Re: [Wikidata] First experiment of lexicographical data is out

24 May 2018

      I was too busy yesterday testing, and I forgot to share my love for your
efforts. :) Today I have another lesson in which I'll talk about Wikidata,
and I'll be sure to say that finally LD started! Thank you!
L.
Il gio 24 mag 2018, 10:19 Nicolas VIGNERON vigneron.nicolas@gmail.com ha
scritto:
...
THANK YOU!
I've been expecting this for so long.
@Eran: Q17117425 could made nice lexemes :P
@Micru: even without senses, there is a lot of possible application (I'd
love to have a spell-checker for Wikisource, no sense needed here).
Cheers,
~nicolas
2018-05-24 10:01 GMT+02:00 David Cuenca Tudela dacuetu@gmail.com:
...
Congratulations on releasing this!
I think the usefulness will improve after releasing Senses, but it is
good that we have something to play with and start suggesting improvements.
Regards,
Micru
On Wed, May 23, 2018 at 11:25 PM, Eran Rosenthal eranroz89@gmail.com
wrote:
...
Kudos to the development team. It's great to see it is finally in
production.
There is still a long way to go to have a more friendly user interface,
but Q17117425 :)
On Wed, May 23, 2018 at 9:12 PM, Gerard Meijssen <
gerard.meijssen@gmail.com> wrote:
...
Hoi,
Sorry the Q-number refers to a thing or an idea absolutely. The labels
don't; they describe the idea and with the possible exception of special
cases like templates lists and categories these labels can be associated
with lexical information. It is vitally important to have lexical
information about them because they will spark the development of better
use of the information inherently available in the Q-items.
Thanks,
       GerardM
On 23 May 2018 at 14:33, Léa Lacroix lea.lacroix@wikimedia.de wrote:
...
Hello all,
After several years discussing about it, and one year of development
and discussion with the communities, the development team has now released
the first version of lexicographical data support on Wikidata
https://www.wikidata.org/wiki/Wikidata:Lexicographical_data.
Since the start of Wikidata in 2012, the multilingual knowledge base
was mainly focused on concepts: Q-items are related to a thing or an idea,
not to the word describing it. Starting now, Wikidata stores a new type of
data: words, phrases and sentences, in many languages, described in many
languages. This information will be stored in new types of entities, called
Lexemes, Forms and Senses. It will allow editors to describe precisely all
words in all languages, and will be reusable, just like the whole content
of Wikidata, by multiple tools and queries, everything that the community
creates to play with words. Lexicographical data can be reused inside and
outside the Wikimedia projects, and can provide support for Wiktionary.
The first release
A new namespace and several new entity types have been created in
order to model words and phrases.
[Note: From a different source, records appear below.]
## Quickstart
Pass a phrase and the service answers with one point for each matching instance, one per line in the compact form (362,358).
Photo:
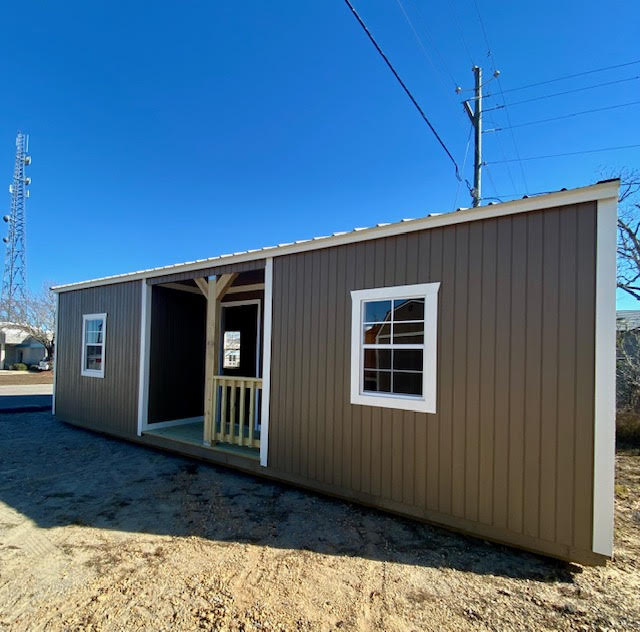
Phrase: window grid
(93,338)
(391,346)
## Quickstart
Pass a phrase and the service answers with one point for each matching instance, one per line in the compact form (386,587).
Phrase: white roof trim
(600,191)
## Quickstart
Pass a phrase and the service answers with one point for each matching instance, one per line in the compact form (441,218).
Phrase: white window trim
(424,404)
(93,372)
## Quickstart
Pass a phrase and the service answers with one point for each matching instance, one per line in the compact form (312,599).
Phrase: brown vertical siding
(509,452)
(109,403)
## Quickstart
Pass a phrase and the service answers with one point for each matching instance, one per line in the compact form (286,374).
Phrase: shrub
(628,428)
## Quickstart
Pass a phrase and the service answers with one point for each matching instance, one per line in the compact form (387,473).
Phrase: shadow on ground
(58,475)
(24,403)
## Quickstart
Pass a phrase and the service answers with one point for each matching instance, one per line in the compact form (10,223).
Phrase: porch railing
(236,410)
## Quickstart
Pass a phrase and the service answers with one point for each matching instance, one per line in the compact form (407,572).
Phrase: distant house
(16,345)
(627,319)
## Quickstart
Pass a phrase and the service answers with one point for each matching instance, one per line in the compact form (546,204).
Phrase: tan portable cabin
(457,369)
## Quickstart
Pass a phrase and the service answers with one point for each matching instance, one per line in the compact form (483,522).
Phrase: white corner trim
(93,372)
(55,355)
(425,404)
(266,362)
(145,338)
(605,377)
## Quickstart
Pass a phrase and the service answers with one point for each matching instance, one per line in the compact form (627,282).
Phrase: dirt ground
(98,534)
(14,378)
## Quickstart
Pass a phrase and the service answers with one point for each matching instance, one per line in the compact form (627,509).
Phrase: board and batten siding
(509,453)
(109,404)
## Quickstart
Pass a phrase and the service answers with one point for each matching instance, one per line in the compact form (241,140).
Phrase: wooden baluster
(241,387)
(223,409)
(214,414)
(232,424)
(252,406)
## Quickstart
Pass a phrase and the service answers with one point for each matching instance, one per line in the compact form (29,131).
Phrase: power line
(571,153)
(464,163)
(422,46)
(461,32)
(566,116)
(557,94)
(506,111)
(404,87)
(484,31)
(577,74)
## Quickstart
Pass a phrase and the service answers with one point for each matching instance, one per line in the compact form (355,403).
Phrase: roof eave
(600,191)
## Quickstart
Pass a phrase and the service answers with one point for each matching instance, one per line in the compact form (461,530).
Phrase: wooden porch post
(210,360)
(216,289)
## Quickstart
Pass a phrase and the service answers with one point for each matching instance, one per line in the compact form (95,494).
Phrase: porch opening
(178,365)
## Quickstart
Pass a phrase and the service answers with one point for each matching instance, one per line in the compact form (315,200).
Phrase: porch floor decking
(192,433)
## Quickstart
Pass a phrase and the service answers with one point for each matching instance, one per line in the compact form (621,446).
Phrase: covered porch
(203,361)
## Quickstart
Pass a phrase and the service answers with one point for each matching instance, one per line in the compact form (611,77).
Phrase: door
(240,345)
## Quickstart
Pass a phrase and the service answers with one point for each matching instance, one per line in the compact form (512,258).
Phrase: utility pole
(475,115)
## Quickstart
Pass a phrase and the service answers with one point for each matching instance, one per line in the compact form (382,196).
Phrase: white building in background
(17,345)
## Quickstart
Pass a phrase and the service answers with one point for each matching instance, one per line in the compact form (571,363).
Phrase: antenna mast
(14,278)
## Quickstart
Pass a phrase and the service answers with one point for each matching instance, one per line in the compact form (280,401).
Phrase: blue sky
(167,132)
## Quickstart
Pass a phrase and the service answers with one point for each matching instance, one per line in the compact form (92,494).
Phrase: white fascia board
(605,378)
(591,193)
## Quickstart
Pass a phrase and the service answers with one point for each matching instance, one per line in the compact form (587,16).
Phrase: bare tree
(40,318)
(38,321)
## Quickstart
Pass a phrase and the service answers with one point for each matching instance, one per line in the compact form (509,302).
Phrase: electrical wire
(577,74)
(404,87)
(458,22)
(491,57)
(570,153)
(557,94)
(437,68)
(464,164)
(566,116)
(493,184)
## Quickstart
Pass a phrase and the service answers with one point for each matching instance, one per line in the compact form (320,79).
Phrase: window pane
(408,309)
(377,334)
(94,357)
(407,383)
(408,333)
(377,311)
(94,337)
(377,358)
(94,325)
(377,381)
(407,359)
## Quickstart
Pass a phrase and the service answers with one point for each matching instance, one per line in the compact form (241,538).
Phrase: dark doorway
(239,344)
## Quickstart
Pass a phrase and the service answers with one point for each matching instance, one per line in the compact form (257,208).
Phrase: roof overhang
(600,191)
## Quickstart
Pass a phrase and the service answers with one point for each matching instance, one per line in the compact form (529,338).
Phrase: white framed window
(94,335)
(393,347)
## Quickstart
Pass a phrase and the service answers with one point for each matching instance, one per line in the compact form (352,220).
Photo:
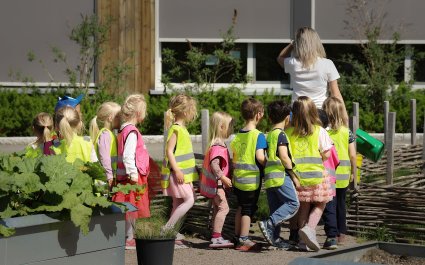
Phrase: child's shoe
(330,243)
(247,245)
(220,242)
(308,236)
(267,229)
(130,244)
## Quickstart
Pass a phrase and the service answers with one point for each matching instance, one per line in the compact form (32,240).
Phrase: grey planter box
(351,256)
(41,239)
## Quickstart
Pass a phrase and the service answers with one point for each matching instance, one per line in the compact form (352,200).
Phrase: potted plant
(155,242)
(49,201)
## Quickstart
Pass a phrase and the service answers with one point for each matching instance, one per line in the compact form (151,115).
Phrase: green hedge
(18,109)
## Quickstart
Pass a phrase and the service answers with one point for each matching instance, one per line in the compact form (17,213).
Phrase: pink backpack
(207,181)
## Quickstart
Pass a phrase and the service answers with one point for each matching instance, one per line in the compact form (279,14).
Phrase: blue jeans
(283,203)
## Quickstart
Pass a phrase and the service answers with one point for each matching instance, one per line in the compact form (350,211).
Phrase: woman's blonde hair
(308,46)
(133,106)
(43,125)
(221,126)
(335,110)
(181,106)
(304,116)
(105,111)
(68,122)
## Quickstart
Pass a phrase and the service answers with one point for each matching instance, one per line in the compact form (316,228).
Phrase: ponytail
(94,129)
(169,119)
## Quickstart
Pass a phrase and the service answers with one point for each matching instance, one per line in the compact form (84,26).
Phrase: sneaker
(280,243)
(330,243)
(130,244)
(220,243)
(247,245)
(267,229)
(308,236)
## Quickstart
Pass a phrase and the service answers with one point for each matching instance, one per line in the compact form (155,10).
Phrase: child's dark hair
(277,111)
(323,118)
(251,107)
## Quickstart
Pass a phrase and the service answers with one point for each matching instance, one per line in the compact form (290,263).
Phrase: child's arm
(286,52)
(129,157)
(104,146)
(353,160)
(169,151)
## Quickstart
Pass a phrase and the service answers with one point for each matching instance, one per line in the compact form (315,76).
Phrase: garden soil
(199,254)
(380,256)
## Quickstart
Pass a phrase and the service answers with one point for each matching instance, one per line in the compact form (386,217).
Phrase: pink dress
(322,192)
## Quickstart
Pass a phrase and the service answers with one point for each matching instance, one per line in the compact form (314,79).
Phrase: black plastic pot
(155,251)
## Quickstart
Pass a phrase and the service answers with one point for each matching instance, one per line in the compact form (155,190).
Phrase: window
(419,63)
(181,48)
(267,68)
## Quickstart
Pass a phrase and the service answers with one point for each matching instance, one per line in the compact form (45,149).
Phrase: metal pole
(413,121)
(386,110)
(390,147)
(205,125)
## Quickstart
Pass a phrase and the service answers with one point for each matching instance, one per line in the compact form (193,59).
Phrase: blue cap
(68,101)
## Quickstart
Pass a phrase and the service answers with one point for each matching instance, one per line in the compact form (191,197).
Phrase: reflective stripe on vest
(274,172)
(246,174)
(340,138)
(78,149)
(113,149)
(184,157)
(305,153)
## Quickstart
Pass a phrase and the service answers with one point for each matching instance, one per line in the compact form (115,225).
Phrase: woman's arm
(285,52)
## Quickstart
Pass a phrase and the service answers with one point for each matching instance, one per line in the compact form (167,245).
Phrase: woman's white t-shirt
(312,82)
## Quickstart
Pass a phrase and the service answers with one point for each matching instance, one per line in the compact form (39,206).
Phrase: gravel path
(199,253)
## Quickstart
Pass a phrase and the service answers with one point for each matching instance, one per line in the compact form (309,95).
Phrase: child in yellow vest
(178,169)
(310,145)
(69,127)
(104,140)
(279,179)
(42,126)
(344,141)
(248,148)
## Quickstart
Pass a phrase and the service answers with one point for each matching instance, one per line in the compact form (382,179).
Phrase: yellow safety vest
(306,156)
(113,148)
(184,157)
(340,139)
(78,149)
(32,151)
(246,174)
(274,172)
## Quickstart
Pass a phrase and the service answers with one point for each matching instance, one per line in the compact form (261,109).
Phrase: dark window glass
(181,48)
(267,68)
(419,63)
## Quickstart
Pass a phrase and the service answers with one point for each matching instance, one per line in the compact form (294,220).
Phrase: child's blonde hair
(335,110)
(68,122)
(133,106)
(308,47)
(105,116)
(43,125)
(304,116)
(180,106)
(221,126)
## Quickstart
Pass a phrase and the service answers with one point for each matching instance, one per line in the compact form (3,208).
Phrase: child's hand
(179,176)
(226,182)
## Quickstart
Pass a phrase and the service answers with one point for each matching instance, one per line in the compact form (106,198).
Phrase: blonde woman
(69,127)
(311,73)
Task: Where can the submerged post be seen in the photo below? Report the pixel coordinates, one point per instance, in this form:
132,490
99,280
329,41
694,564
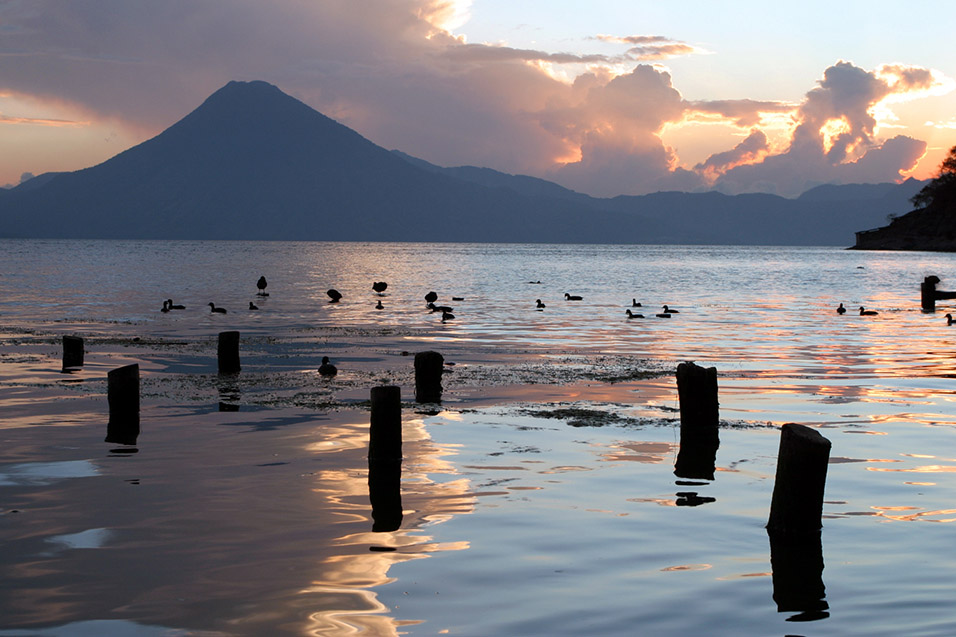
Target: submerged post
797,503
72,352
699,440
122,392
228,352
428,370
928,293
385,424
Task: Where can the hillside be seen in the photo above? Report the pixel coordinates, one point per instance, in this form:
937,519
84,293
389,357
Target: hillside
254,163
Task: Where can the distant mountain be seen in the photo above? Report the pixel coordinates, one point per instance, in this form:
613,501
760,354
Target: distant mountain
254,163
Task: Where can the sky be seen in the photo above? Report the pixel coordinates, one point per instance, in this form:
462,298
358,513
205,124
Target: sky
606,97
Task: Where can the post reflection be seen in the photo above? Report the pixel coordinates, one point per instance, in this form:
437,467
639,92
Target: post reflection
797,565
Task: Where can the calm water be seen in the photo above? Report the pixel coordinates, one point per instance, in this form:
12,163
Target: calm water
530,526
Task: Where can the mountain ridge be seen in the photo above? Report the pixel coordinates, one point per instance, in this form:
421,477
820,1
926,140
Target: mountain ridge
252,162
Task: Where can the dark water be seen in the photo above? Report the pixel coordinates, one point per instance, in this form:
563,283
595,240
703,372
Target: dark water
515,523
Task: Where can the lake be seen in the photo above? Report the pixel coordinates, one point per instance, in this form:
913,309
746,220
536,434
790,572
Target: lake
538,499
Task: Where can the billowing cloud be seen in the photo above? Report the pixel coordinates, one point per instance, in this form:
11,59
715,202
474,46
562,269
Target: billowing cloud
834,137
395,71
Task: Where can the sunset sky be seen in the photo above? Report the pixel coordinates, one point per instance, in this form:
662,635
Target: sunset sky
606,97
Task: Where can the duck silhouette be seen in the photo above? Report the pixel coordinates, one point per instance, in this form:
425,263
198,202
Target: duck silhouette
327,369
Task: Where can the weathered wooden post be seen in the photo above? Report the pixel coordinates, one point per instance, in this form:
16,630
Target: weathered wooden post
72,353
797,503
797,566
122,392
385,458
385,424
428,371
699,414
228,353
928,293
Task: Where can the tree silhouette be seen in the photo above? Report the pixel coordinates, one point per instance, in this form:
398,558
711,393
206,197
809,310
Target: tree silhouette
941,192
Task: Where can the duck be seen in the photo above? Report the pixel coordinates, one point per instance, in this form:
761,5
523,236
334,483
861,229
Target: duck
327,369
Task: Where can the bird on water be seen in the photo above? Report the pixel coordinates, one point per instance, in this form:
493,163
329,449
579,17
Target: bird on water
326,368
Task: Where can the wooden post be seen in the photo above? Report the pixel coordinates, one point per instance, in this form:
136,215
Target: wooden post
797,566
928,293
385,424
385,494
72,352
699,440
122,392
428,371
228,352
797,503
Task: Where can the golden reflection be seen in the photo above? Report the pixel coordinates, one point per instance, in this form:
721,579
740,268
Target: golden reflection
362,559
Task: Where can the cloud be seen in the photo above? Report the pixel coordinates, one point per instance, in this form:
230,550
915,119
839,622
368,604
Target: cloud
395,71
834,139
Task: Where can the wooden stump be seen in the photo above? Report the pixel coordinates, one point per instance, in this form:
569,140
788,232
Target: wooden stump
385,424
72,352
123,397
228,353
797,503
428,371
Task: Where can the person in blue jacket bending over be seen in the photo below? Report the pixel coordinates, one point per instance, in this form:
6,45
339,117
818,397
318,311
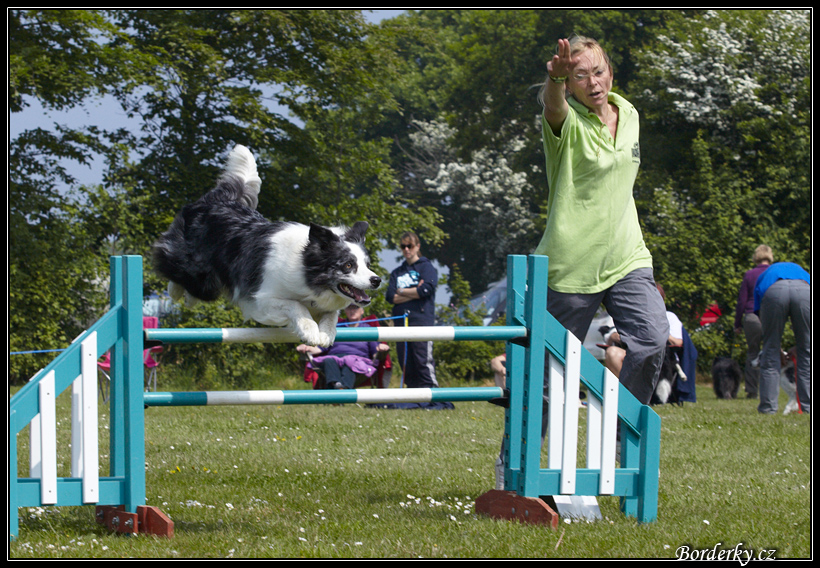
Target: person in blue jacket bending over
783,291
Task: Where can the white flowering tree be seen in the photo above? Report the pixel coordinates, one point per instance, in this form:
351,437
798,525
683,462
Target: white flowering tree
726,103
482,201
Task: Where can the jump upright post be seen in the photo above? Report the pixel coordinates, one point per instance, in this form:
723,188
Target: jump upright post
534,342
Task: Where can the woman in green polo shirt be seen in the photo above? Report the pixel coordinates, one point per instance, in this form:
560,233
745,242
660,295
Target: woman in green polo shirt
592,237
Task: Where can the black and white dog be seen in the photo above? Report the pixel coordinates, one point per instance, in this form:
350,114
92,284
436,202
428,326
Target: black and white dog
277,273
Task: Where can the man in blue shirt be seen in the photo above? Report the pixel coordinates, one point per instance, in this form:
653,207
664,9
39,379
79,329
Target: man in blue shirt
412,290
783,291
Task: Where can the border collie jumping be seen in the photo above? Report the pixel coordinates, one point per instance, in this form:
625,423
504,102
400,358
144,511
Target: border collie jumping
277,273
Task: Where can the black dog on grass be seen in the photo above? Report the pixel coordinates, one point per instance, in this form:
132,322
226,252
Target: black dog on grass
726,376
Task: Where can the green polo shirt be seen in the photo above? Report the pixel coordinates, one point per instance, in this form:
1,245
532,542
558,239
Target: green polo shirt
592,236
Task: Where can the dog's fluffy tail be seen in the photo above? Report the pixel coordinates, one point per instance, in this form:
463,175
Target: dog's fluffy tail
242,165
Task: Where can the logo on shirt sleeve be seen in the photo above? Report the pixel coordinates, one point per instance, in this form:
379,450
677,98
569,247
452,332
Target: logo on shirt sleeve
408,280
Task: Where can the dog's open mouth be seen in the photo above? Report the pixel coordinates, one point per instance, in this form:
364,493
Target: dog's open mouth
355,294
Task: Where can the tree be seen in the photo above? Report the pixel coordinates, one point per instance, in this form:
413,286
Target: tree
477,199
733,89
721,86
478,71
199,81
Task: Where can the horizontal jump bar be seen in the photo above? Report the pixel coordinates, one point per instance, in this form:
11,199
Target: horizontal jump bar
283,335
351,396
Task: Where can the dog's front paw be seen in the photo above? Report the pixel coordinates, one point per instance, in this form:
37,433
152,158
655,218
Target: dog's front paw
308,332
327,339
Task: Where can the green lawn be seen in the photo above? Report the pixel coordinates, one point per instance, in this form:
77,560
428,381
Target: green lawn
350,481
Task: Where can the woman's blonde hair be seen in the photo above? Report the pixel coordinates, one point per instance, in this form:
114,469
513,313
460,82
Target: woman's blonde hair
763,253
578,44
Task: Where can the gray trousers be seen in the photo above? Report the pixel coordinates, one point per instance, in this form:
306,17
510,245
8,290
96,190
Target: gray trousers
785,299
754,334
639,314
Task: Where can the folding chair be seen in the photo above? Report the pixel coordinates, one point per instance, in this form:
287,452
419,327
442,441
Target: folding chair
151,364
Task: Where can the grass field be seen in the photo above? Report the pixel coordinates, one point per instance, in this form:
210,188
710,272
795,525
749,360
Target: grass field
357,482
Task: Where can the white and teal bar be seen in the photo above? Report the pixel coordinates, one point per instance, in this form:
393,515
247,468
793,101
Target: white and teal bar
352,396
385,333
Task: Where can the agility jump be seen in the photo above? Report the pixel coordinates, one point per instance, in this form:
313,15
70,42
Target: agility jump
534,342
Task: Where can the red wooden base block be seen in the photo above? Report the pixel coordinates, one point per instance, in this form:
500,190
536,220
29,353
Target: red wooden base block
147,520
510,505
155,522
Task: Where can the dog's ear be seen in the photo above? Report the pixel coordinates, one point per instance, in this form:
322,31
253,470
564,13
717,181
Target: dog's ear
356,232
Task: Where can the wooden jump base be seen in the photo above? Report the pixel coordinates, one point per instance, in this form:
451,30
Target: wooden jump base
536,345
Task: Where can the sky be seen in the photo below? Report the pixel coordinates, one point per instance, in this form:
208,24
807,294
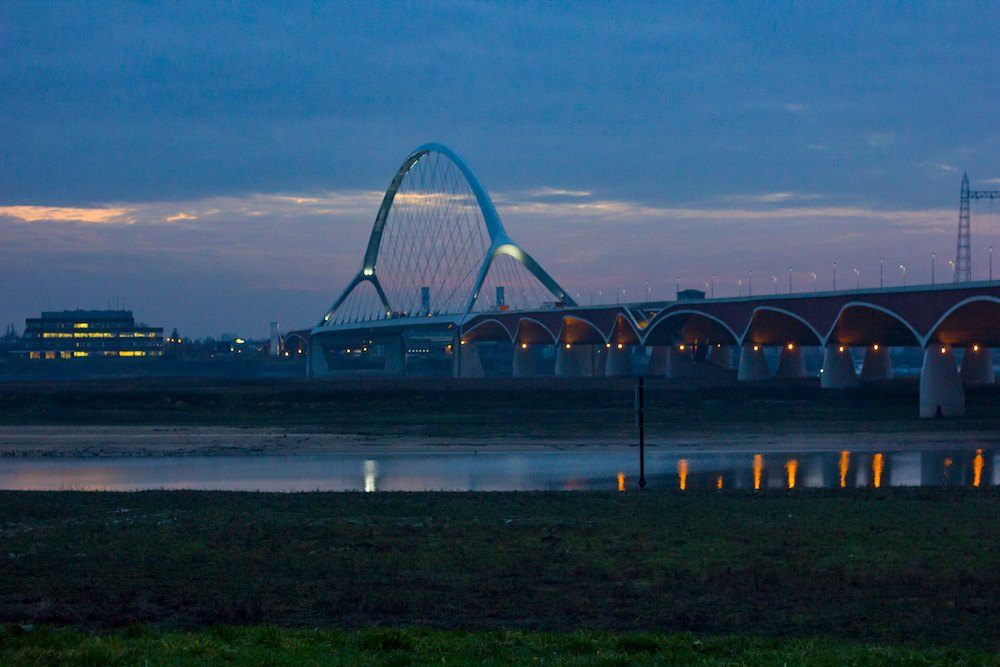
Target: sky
215,167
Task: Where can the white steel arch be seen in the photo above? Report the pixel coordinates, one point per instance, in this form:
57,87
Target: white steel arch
450,189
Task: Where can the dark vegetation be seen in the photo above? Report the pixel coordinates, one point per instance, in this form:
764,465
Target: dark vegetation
897,566
270,645
442,407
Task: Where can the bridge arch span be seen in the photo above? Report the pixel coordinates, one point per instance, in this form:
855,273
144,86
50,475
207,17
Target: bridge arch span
533,332
578,330
688,325
770,325
975,320
438,248
865,323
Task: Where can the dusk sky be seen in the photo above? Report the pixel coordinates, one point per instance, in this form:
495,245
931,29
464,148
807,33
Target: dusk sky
218,167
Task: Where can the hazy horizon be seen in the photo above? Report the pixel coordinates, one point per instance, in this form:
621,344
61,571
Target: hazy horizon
216,168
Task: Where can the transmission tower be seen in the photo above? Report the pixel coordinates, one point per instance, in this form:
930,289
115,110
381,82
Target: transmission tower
963,249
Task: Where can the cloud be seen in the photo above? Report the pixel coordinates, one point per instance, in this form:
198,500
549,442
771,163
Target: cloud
558,192
771,197
103,216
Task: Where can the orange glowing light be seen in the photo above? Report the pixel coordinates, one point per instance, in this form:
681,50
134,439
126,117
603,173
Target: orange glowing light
845,463
791,468
878,464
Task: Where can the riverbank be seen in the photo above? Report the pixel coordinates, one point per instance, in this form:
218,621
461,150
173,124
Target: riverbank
144,441
277,646
539,409
897,566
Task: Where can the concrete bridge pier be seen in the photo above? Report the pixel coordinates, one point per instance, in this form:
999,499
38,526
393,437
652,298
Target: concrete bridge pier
941,393
838,368
722,356
977,366
318,367
791,363
618,362
395,357
753,364
467,362
657,365
574,360
680,364
876,365
524,364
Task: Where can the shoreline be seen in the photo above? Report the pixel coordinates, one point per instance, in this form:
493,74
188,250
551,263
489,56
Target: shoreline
159,441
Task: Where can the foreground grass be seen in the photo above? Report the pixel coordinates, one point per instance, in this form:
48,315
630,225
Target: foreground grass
263,644
887,566
543,407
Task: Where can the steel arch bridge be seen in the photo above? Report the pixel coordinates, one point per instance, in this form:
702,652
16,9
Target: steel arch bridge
439,250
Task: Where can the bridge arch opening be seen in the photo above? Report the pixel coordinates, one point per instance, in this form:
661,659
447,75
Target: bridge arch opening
532,332
580,331
975,321
860,323
688,326
487,330
776,326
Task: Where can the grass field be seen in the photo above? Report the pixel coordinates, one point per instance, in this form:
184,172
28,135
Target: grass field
270,645
445,407
903,567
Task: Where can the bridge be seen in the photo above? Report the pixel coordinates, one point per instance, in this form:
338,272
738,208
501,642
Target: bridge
443,289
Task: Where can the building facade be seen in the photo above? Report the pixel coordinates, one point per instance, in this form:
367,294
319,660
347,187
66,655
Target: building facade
80,334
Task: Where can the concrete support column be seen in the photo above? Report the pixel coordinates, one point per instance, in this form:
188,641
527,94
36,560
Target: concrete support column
657,366
977,366
573,360
941,392
467,362
876,365
317,359
395,357
791,363
524,361
618,361
722,356
679,362
753,364
838,368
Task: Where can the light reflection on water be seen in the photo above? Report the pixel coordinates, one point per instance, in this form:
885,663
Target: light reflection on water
505,471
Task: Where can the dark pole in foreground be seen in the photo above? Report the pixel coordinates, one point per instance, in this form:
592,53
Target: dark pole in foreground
640,420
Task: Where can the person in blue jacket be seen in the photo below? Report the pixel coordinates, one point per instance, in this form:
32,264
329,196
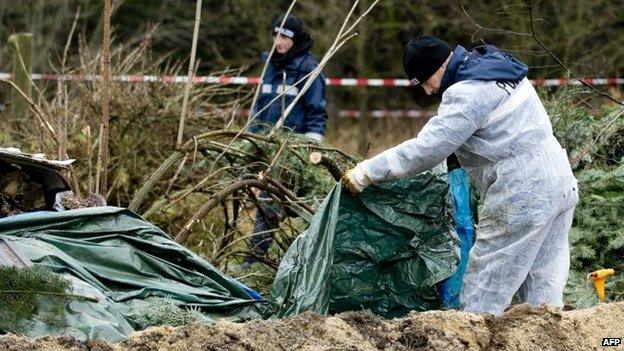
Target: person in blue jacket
289,65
If you’re new to this project, you can
learn more by looking at the documentation
https://www.wikidata.org/wiki/Wikidata:Lexicographical_data/Documentation,
briefly describing the data model and the interface. The technical
structure is set, but the editors remain free to model and organize data as
they prefer, with the usual open discussions and community processes that
we apply on Wikidata. Some discussions about new properties
https://www.wikidata.org/wiki/Wikidata:Property_proposal/Lexemes to
create have already started: if you want to be involved in the early stage
of the project to shape it, please participate!
Please note that the version that is now deployed is a first
experiment, that will be continuously improved in the future. Some features
are missing, some bugs may certainly occur. Here are the features that are
included in the first release:

Add, edit and delete Lexemes, Forms, statements, qualifiers,

references

Link between the different entity types (Item to Lexeme, Form to

Item, etc.)

Entity suggestion when adding a property or a value

And the following features will not be included in the first version,
but are planned for the future:

Find Lexemes and Forms via Special:Search
RDF support (which also means: the ability to query it with

query.wikidata.org)

Support for Senses
Merging of Lexemes
Including the data on other Wikimedia projects, such as

Wiktionary
How to try it?
The features described above are now deployed on Wikidata.org. Here
are some suggestions of what you can do to explore this new territory:

If you’re not familiar with the structure of Lexemes, have a

look at the documentation
   https://www.wikidata.org/wiki/Wikidata:Lexicographical_data/Documentation

Look at what is already existing

https://www.wikidata.org/wiki/Special:AllPages?from=&to=&namespace=146.
   Please note that Special:Search and the search bar on the top right corner
   of pages is not supporting Lexemes yet. We’re working on this.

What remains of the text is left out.